At the moment, the interaction with CoreCLR delegates is pretty simple and makes it possible to call .NET methods from Go.
However I'm missing two important things:
- It's not possible to pass arguments to a delegate.
- It's not possible to access returned values.
I've been trying to modify the package to do both things and keep the original proposed syntax.
My proposed syntax looks like this:
SayHello := CreateDelegateCallback("HelloWorld.Hello")
SayHello("Rob Pike", func(newValue string) {
fmt.Println("Delegate returns:", newValue)
})
On the .NET side, the Hello
function will accept and return a string. Calling Hello("Rob Pike")
will return "Hello Rob Pike"
.
I think that it should be possible to take return values directly too:
SayHelloAgain := CreateDelegateReturn("HelloWorld.Hello")
SayHelloAgainReturns := SayHelloAgain("Bill Gates")

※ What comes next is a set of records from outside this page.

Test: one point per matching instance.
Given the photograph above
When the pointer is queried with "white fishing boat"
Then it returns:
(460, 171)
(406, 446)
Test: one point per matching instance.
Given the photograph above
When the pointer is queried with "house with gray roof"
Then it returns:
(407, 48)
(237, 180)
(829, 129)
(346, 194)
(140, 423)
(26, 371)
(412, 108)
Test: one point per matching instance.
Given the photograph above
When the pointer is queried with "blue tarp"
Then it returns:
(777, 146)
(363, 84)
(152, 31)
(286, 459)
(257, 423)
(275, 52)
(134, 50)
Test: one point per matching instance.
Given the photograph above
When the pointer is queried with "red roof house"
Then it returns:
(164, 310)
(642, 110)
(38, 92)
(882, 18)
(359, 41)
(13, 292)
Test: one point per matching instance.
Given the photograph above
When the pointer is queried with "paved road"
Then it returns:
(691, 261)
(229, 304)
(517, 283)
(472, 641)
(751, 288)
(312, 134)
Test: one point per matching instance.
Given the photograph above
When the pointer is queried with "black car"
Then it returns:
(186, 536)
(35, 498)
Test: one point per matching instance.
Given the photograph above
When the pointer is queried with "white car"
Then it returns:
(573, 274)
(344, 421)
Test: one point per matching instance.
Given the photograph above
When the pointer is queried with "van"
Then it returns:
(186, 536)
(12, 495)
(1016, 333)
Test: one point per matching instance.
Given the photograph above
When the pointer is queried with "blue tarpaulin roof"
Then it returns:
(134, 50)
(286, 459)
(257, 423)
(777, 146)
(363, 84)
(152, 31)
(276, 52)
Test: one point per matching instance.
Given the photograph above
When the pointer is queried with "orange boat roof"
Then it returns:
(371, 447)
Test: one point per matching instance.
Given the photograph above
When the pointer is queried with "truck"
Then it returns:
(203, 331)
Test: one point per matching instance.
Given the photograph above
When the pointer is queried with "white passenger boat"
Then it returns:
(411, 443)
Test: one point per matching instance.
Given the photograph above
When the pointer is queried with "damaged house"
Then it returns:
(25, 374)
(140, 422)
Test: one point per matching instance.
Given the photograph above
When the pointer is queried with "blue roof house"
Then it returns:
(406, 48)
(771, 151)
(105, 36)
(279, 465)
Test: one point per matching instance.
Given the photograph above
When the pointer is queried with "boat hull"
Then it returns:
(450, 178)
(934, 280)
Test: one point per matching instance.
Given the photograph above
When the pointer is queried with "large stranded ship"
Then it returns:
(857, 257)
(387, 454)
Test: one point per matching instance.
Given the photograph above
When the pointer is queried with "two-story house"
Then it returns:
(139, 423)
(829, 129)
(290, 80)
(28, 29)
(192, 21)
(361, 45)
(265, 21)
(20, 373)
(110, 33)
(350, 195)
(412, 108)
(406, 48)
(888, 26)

fmt.Println("Delegate returns:", SayHelloAgainReturns)
This is very cool stuff and I think that it will be safer and easier to have a code generation tool (like Protocol Buffers do with go generate
), that builds the Go bindings for your .NET methods (and .NET data structures, why not?).

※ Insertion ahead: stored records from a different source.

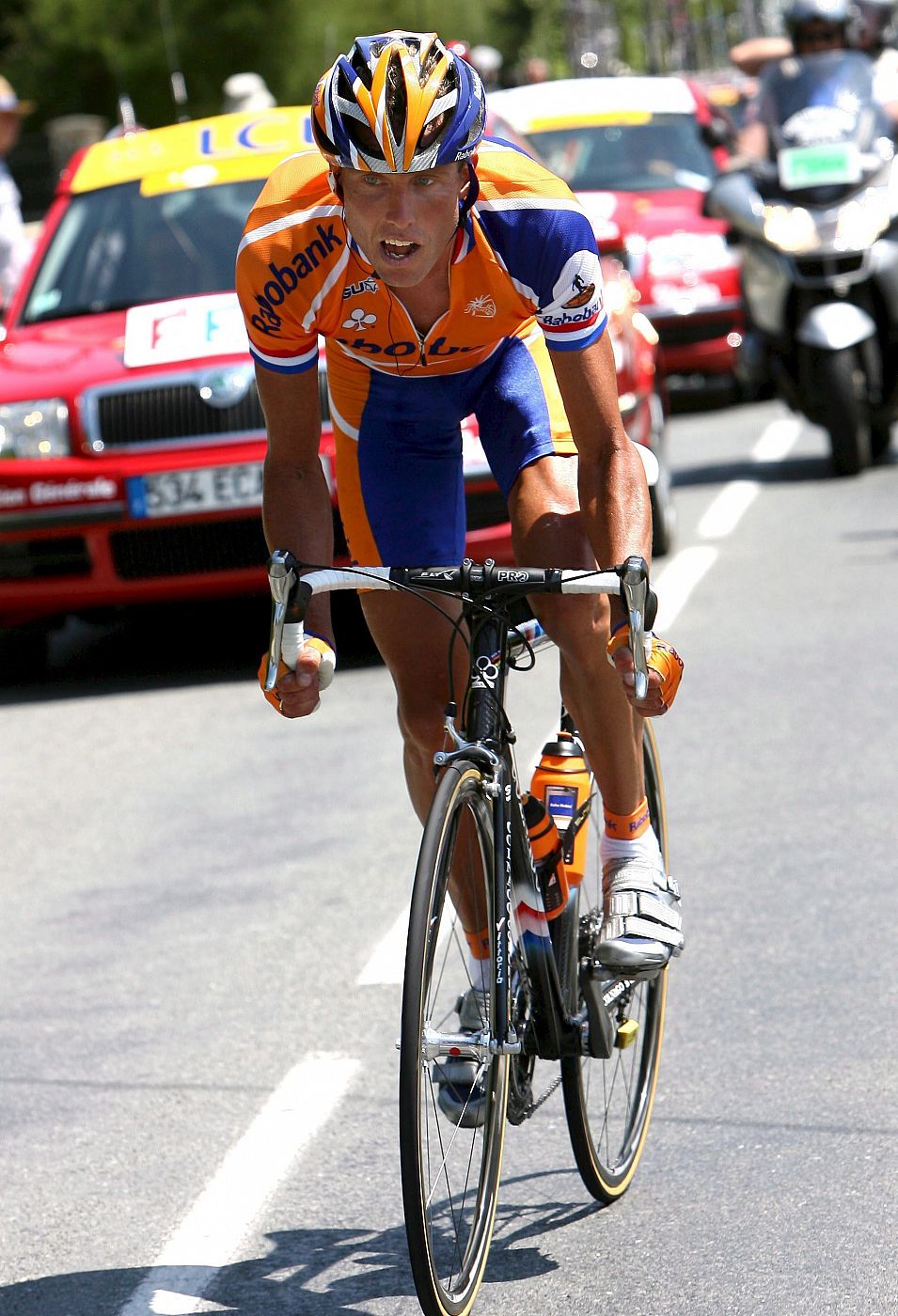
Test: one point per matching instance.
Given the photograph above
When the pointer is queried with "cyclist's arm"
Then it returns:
(611, 479)
(296, 509)
(614, 497)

The Go code to match these prospective syntax looks like this:
func CreateDelegateCallback( delegateName string ) func( string, func(string) ) {
f := func( inputValue string, callback func(string) ) {
newValue := fmt.Sprintf( "Hello %s", inputValue )
callback(newValue)
}
return f
}
func CreateDelegateReturn( delegateName string ) func(args... interface{}) interface{} {
f := func(args... interface{}) interface{} {
inputValue := args[0]
newValue := fmt.Sprintf( "Hello %s", inputValue)
return newValue
}
return f
}
After the delegates setup, we'll need to make a heavy use of interface{}
and type checks, when passing arguments or retrieving return values from .NET. I've been thinking that a code generator could solve this in a better way: you write some functions and prefix them with line comments containing the required delegate information (namespace/name, arguments, return data type).
package mybinding
//create_delegate: HelloWorld.Hello(string) string
func SayHello(string) string {
}
Then you run go generate
and all the Hosted API magic stuff is ready to import and use.